VILLAS, N.J. - The removal of thousands of dead fish from eight miles of Delaware Bay shoreline is expected to begin Friday after a determination that low oxygen levels in the water likely caused the massive kill.
Water samples taken Thursday "strongly suggest" that extraordinarily low levels of dissolved oxygen - the result of higher air and water temperatures - killed the menhaden, according to state Department of Environmental Protection officials.
The lowest oxygen reading was recorded at Pierces Point, one of the areas hardest hit by the fish kill. Bay water at the time the fish washed ashore was around 85 degrees, approximately 10 degrees above normal for this time of the year.
The kill was spotted around 6:30 a.m. Wednesday, when a 20-foot-wide floating patch of menhaden, also known as peanut bunker, was seen along the bayfront. Tides brought the dead fish onto the bay shore from Kimbles Beach in Middle Township to Villas in Lower Township. No other species appeared to be affected.
Though water samples were taken a day after the kill, conditions had not changed substantially, according to Robert Van Fossen, the DEP's assistant director of emergency management.
The warmer water is, the less dissolved oxygen it can hold, Van Fossen said. At night, oxygen levels also may drop significantly because aquatic plants near the water's edge stop their process of photosynthesis.
"If the fish schooled very tightly in shallows . . . they may have simply used up all the oxygen that was available to them," he said.
An early theory of investigators was that predators had driven the menhaden toward shore and in nearby creeks, where they quickly depleted the dissolved oxygen.
Menhaden, which measure from 31/2 inches to 4 inches, are bony fish not usually consumed by humans. They are prey for species such as bluefish, drum, flounder, mackerel, striped bass, and tuna.
High tide had taken care of removing some of the pungent fish by Thursday afternoon. But the DEP gave municipalities permission to drive front-end loaders and other equipment onto beaches Friday to remove those that remained. The fish will be disposed of in a Cape May County landfill in Woodbine, said Lawrence Hajna, a DEP spokesman.

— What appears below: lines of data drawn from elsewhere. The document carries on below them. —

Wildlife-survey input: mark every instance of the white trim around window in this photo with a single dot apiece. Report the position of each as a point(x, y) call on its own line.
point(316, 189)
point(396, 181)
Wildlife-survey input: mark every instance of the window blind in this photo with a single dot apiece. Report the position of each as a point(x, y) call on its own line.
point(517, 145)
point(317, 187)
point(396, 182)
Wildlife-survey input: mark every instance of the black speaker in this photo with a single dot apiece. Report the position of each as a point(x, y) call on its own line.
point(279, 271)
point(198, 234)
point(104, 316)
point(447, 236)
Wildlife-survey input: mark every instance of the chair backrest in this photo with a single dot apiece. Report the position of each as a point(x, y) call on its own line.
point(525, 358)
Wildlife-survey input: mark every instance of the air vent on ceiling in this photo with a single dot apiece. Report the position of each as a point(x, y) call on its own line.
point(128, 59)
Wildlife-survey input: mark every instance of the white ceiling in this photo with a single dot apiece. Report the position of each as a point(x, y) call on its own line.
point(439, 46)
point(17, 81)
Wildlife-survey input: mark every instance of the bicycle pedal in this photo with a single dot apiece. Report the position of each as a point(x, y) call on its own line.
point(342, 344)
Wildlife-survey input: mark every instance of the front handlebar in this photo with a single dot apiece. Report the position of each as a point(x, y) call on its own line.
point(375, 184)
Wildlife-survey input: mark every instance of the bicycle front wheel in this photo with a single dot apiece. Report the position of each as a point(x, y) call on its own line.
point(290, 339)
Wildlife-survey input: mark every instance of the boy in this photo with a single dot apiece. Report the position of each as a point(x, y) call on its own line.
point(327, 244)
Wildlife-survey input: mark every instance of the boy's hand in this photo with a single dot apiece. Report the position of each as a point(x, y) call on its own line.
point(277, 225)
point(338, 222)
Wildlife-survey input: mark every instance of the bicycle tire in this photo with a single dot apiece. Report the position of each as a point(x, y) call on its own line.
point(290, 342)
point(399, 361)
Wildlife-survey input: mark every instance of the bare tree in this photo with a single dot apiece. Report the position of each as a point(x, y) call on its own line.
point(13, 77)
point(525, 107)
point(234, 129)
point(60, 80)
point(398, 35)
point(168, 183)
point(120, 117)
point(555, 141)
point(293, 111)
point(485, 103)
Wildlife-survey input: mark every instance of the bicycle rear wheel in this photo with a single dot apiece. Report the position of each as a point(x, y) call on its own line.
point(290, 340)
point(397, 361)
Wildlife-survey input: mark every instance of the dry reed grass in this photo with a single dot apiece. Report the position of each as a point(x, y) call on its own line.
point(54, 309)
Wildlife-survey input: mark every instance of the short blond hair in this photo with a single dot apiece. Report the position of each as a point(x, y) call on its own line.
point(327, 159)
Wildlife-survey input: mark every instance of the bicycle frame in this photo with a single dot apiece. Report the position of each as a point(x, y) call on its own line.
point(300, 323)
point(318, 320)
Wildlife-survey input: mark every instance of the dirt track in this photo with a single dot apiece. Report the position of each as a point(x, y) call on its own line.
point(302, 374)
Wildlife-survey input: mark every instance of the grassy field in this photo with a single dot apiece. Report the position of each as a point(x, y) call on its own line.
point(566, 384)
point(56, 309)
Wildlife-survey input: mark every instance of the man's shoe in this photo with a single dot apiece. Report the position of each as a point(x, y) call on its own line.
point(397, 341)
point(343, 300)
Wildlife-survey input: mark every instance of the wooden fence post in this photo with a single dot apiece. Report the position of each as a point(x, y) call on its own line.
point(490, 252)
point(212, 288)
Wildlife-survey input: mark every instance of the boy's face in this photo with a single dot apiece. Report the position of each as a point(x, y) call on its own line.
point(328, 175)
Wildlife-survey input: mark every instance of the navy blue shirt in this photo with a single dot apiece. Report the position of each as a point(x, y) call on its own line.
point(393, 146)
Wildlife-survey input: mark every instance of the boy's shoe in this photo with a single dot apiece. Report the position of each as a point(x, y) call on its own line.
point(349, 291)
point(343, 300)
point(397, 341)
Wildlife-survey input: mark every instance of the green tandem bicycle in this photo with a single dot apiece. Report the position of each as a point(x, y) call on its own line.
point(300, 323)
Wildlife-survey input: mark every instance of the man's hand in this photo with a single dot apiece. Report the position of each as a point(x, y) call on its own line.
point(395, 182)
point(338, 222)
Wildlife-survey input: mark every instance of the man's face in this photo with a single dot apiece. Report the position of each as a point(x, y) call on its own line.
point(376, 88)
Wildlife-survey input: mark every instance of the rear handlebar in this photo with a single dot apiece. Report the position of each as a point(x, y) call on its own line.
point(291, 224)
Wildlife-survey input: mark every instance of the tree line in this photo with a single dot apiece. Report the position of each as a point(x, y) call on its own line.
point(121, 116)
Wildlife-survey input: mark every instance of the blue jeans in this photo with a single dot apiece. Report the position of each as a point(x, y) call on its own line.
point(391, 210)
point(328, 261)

"All we are asking is that [towns] try to restore the sand on the beaches to as close to natural as possible when they are done," said Wolf Skacel, the DEP's assistant commissioner for compliance and enforcement.
Officials said a fish kill occurred along the bay in the 1970s about the same time of year during a similar weather pattern. Last month in Cape May Point, a fish kill in the freshwater Lily Lake was determined to have been caused by a lack of oxygen due to high water temperatures.
Harry McDermott, 75, a longtime fisherman and Villas resident, said he noticed little fish "jumping out of the water" while he surf-fished on the bayfront Tuesday.
"I knew something wasn't quite right," McDermott said Thursday. "It was weird to see hundreds of them just jumping out of the water as the tide was rolling in. I couldn't figure out what was going on."